When taken by mouth: Pantothenic acid is LIKELY SAFE for most people when taken by mouth in appropriate amounts. The recommended amount for adults is 5 mg per day. Even larger amounts (up to 10 grams) seem to be safe for some people. But taking larger amounts increases the chance of having side effects such as diarrhea.

When applied to the skin: Dexpanthenol, a chemical similar to pantothenic acid, is POSSIBLY SAFE when applied to the skin, short-term.

When given as a nasal spray: Dexpanthenol, a chemical similar to pantothenic acid, is POSSIBLY SAFE when used as a nasal spray, short-term.

When given as a shot: Dexpanthenol, a chemical similar to pantothenic acid, is POSSIBLY SAFE when injected as a shot into the muscle appropriately, short-term.

Special Precautions & Warnings:

Pregnancy and breast-feeding: Pantothenic acid is LIKELY SAFE when taken by mouth in recommended amounts of 6 mg per day during pregnancy and 7 mg per day during breast-feeding.

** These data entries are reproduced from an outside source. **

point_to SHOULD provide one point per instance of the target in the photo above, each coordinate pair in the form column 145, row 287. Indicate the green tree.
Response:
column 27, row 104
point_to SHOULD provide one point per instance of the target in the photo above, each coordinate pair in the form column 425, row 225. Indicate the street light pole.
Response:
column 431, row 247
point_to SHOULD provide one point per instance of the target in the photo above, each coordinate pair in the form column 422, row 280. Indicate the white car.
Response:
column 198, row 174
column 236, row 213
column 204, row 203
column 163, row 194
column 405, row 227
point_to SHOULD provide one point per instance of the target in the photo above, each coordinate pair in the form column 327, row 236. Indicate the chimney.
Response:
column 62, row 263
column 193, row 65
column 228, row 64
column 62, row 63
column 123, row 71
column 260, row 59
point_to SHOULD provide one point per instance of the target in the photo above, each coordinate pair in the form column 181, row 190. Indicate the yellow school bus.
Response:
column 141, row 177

There isn't enough reliable information to know if taking more than these amounts is safe to use when pregnant or breast-feeding. Avoid using larger amounts of pantothenic acid.

Children: Dexpanthenol, a chemical similar to pantothenic acid, is POSSIBLY SAFE for children when applied to the skin.

Hemophila: Do not take dexpanthenol, a chemical similar to pantothenic acid, if you have hemophila. It might increase the risk of bleeding.

Stomach blockage: Do not receive injections of dexpanthenol, a chemical similar to pantothenic acid, if you have a gastrointestinal blockage.

Ulcerative colitis: Use enemas containing dexpanthenol, a chemical similar to pantothenic acid, cautiously if you have ulcerative colitis.

Interactions

Interactions?

We currently have no information for PANTOTHENIC ACID (VITAMIN B5) Interactions.

Dosing

Dosing

The following doses have been studied in scientific research:

BY MOUTH:

  • General: Dietary Reference Intakes (DRI) are based on adequate intakes (AI) for pantothenic acid (vitamin B5) and are as follows: Infants 0-6 months, 1.7 mg; infants 7-12 months, 1.8 mg; children 1-3 years, 2 mg; children 4-8 years, 3 mg; children 9-13 years, 4 mg; men and women 14 years and older, 5 mg; pregnant women, 6 mg; and breast-feeding women, 7 mg.
  • For pantothenic acid deficiency: 5-10 mg of pantothenic acid (vitamin B5).